In December 2020, the Port of Gdansk and the Ukrainian Sea Ports Authority signed a letter of intent to open up a new alternative transport corridor between the Black Sea and the Baltic. The agreement covers the shipping of container cargo by rail between Gdansk and primarily Odessa, Ukraine’s biggest port. The initial aim is to run a weekly train service between Gdansk and Ukraine, as well as a separate service departing weekly from Ukrainian ports to Gdansk.
In January the Port of Gdansk reported that key projects within the largest investment program in its history, covering €1.3bn of infrastructure investments, will be completed in 2021. The improvements, which cover 40 projects, include the €163m extension and modernisation of the road and rail network at the Outer Port. In total this will see 7.2 km of roads, 10 kilometres of new rail tracks and seven engineering structures built or rebuilt making it much more efficient for rail, car and truck traffic to reach the terminals.
Greinke described the investment program as ‘a giant leap forward’ for the port as it seeks to establish its position as the pre-eminent Baltic port with access to a hinterland and foreland of 120m people reaching across Poland, the Czech Republic, Slovakia, Hungary, Ukraine, Belarus and Scandinavia.

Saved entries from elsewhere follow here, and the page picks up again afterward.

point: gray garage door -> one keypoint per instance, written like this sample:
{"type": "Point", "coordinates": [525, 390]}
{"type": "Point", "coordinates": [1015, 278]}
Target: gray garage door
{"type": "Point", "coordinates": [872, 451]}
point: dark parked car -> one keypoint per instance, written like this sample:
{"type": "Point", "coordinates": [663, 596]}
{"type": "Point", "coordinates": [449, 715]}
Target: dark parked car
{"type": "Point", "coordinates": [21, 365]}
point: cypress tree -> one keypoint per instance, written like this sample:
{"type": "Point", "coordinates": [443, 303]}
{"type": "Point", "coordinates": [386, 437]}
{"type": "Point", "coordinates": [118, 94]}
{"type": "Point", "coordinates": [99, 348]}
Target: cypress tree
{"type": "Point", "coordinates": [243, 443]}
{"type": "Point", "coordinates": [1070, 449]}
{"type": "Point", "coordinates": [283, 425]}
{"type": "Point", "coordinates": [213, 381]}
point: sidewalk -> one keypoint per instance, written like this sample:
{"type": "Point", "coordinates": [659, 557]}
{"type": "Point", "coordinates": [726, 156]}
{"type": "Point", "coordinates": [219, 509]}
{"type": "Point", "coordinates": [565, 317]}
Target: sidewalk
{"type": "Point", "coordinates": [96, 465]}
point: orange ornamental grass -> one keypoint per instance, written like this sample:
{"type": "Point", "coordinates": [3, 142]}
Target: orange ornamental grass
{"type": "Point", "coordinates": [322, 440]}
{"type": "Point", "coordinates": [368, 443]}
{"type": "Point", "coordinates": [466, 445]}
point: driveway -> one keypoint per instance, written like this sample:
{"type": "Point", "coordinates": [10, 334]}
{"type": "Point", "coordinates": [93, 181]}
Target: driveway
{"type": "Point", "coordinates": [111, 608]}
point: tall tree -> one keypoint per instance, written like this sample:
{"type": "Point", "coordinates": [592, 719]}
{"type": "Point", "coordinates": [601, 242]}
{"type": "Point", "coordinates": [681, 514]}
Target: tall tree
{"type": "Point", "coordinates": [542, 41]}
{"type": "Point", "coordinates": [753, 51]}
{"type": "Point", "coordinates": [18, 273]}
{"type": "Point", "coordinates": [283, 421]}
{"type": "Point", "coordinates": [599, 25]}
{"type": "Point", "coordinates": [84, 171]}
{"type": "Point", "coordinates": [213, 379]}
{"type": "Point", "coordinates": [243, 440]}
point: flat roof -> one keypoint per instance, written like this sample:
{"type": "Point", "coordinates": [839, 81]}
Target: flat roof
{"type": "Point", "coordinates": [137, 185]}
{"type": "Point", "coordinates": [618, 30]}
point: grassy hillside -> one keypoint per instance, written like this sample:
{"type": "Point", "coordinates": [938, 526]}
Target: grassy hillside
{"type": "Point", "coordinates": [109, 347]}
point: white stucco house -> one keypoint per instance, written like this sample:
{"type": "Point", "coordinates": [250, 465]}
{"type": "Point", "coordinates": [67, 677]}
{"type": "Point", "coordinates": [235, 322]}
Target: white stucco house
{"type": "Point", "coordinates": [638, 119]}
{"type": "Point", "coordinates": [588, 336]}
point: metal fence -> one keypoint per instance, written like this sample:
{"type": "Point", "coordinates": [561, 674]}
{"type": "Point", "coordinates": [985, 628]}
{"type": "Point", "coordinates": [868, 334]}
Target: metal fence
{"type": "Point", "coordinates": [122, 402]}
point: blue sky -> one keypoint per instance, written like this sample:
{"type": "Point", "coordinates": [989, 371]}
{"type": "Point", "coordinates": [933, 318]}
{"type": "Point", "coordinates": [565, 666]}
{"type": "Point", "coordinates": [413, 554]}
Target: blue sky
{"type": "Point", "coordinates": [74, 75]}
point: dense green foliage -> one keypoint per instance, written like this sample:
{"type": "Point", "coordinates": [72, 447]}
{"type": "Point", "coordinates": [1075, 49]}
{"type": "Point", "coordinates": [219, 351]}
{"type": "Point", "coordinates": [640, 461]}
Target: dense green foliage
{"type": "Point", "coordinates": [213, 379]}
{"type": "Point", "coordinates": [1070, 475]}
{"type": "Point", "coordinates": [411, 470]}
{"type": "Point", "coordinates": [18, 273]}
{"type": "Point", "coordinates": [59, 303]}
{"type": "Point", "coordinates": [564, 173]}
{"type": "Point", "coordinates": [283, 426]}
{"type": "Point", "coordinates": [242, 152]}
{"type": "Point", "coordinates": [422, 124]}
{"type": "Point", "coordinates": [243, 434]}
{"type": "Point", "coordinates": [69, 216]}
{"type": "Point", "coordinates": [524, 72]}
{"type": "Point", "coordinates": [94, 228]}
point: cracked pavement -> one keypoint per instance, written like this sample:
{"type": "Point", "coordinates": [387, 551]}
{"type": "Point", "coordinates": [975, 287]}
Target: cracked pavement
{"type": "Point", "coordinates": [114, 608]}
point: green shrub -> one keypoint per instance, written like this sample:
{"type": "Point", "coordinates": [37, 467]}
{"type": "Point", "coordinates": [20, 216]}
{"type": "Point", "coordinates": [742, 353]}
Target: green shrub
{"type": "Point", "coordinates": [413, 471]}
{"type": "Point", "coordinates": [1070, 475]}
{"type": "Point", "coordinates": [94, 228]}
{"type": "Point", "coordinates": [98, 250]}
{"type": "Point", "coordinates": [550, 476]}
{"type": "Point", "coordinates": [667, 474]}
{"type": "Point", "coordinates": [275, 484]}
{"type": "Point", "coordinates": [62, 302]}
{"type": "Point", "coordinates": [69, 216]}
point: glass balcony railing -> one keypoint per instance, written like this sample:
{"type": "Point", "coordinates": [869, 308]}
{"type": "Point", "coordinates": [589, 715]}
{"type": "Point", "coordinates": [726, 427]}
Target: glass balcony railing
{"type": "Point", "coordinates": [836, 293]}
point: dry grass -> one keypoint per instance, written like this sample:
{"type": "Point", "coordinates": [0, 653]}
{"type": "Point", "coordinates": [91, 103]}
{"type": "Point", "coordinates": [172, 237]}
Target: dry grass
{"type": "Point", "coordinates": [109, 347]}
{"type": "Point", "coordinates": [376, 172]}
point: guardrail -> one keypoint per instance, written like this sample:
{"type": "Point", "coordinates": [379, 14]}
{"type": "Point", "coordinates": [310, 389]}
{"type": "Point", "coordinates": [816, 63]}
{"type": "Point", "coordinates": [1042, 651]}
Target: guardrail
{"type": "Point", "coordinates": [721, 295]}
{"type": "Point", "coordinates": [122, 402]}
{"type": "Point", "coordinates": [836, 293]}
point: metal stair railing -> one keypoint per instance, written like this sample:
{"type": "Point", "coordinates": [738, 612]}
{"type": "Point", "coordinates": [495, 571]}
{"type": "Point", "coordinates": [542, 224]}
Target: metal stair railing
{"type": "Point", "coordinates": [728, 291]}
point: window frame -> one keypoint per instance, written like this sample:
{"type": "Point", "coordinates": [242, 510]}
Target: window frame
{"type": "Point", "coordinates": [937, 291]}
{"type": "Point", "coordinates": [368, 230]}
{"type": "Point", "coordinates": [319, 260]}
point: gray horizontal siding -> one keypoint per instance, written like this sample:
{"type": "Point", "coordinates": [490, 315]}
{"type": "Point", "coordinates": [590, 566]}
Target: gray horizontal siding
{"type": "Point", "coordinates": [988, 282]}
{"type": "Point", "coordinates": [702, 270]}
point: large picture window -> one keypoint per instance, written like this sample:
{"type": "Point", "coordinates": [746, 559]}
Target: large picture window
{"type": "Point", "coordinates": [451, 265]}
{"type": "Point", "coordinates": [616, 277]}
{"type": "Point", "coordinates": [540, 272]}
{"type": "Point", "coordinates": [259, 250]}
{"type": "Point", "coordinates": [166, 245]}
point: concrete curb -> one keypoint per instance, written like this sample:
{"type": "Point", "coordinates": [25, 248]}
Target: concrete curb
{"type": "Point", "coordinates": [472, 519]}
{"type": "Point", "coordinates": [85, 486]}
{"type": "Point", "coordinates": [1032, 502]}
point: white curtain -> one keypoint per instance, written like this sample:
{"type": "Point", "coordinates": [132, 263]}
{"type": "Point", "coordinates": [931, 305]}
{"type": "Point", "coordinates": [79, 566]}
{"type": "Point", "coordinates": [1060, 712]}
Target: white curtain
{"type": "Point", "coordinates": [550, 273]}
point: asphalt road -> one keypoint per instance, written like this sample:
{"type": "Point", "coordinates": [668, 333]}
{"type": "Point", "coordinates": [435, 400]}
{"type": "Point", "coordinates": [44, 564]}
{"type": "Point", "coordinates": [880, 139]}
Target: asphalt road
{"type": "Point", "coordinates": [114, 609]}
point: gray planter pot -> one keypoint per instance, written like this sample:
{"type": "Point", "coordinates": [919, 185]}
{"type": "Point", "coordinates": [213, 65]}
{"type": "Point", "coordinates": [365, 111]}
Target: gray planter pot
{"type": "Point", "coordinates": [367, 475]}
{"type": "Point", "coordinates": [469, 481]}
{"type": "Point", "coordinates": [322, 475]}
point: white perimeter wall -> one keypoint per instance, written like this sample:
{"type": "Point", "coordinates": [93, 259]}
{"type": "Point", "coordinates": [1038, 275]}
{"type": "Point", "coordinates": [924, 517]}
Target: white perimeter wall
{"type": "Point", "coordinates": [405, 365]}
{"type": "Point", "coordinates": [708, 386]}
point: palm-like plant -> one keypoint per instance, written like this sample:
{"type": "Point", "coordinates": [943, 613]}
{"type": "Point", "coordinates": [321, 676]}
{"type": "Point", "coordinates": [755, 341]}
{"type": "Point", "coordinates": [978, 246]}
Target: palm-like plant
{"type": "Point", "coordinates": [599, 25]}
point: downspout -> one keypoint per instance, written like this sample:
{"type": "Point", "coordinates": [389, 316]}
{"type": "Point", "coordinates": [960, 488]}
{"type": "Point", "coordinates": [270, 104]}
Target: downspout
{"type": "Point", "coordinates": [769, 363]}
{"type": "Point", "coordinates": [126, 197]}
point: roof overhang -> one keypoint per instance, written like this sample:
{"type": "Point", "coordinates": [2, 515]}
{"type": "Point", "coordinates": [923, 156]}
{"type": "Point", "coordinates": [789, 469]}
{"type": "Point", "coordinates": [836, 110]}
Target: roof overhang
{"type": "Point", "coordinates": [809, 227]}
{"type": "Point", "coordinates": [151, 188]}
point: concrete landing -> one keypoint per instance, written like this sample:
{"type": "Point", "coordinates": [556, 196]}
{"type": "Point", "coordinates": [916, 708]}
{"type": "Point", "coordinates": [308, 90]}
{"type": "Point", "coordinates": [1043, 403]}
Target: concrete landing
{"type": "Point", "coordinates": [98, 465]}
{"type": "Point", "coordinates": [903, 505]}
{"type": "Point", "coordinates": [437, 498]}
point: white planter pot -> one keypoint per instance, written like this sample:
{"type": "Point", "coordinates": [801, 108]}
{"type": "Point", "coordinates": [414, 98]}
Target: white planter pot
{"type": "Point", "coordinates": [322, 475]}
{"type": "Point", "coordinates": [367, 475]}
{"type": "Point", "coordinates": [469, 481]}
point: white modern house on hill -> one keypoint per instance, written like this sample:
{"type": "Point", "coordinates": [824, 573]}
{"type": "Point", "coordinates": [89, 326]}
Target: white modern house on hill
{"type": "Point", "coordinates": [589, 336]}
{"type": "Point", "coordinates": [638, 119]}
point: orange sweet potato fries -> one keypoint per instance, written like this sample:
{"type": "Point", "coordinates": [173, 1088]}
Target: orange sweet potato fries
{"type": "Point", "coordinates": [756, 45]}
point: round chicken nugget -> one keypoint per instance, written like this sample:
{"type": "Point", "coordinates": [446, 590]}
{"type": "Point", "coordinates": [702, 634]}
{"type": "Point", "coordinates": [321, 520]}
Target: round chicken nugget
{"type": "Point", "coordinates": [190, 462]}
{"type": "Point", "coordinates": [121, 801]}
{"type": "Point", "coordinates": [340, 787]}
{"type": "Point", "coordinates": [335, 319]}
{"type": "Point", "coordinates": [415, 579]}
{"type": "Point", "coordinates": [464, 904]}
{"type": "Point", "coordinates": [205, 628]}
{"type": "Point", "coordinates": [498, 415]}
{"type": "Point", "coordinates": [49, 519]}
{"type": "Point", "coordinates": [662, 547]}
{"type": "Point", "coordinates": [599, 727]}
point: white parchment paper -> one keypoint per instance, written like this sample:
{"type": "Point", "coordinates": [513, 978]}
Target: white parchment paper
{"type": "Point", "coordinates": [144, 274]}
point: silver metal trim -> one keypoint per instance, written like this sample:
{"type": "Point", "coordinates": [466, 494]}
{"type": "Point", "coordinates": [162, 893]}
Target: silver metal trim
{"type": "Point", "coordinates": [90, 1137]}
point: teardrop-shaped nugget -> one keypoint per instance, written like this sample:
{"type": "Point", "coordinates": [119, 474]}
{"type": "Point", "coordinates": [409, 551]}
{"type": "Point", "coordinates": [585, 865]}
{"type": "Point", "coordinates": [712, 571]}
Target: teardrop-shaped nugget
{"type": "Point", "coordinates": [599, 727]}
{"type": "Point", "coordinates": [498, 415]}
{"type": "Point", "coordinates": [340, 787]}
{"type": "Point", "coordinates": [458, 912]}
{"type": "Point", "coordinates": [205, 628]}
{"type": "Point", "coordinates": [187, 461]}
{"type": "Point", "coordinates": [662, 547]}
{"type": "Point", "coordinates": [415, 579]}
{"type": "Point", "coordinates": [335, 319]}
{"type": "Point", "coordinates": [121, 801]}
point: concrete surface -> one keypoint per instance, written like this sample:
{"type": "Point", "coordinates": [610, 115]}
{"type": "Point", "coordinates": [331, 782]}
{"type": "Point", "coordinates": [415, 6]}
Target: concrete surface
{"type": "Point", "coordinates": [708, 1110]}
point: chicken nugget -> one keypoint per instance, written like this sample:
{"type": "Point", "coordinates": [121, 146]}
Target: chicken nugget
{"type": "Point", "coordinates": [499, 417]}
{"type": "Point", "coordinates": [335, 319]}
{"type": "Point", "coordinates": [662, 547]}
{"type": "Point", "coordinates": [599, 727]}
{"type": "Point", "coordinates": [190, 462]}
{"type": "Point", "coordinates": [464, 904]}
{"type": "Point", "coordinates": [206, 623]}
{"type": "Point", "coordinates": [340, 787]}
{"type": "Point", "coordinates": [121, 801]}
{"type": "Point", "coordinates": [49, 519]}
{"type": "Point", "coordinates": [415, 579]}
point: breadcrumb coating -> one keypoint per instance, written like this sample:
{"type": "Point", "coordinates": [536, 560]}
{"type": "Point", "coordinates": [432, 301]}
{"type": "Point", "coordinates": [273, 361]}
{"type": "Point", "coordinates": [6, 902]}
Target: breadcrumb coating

The port is aiming to grow cargo handling capacity to more than 60m t within five years. The Port of Gdansk is a major international transportation hub situated in the central part of the southern Baltic coast, which ranks among Europe’s fastest growing regions. According to the strategy of European Union the Port of Gdansk plays a significant role as a key link in the Trans-European Transport Corridor No. 1 connecting the Nordic countries with Southern and Eastern Europe. The Port of Gdansk is comprised of two principal sections with naturally diverse operational parameters: the inner port stretched along the Dead Vistula and the port canal, and the outer port affording direct access to the Gulf of Gdansk. The inner port offers a comprehensive range of terminals and facilities designed to handling containerised cargo, passenger ferries and Ro-Ro vessels, passenger cars and citrus fruit, sulphur, phosphorites and other bulk. The other quays fitted with versatile equipment and infrastructure are universal in use and enable the handling of conventional general as well as bulk cargo such as rolled steel products, oversize and heavy lifts, grain, artificial fertilizers, ore and coal. The outer port performs its operations on piers, quays and cargo handling jetties situated immediately on the waters of the Gulf of Gdansk. This section of the port offers state-of-the-art facilities suited to handling energy raw materials such as liquid fuels, coal and liquefied gas. The outer port also accommodates modern Deepwater Container Terminal.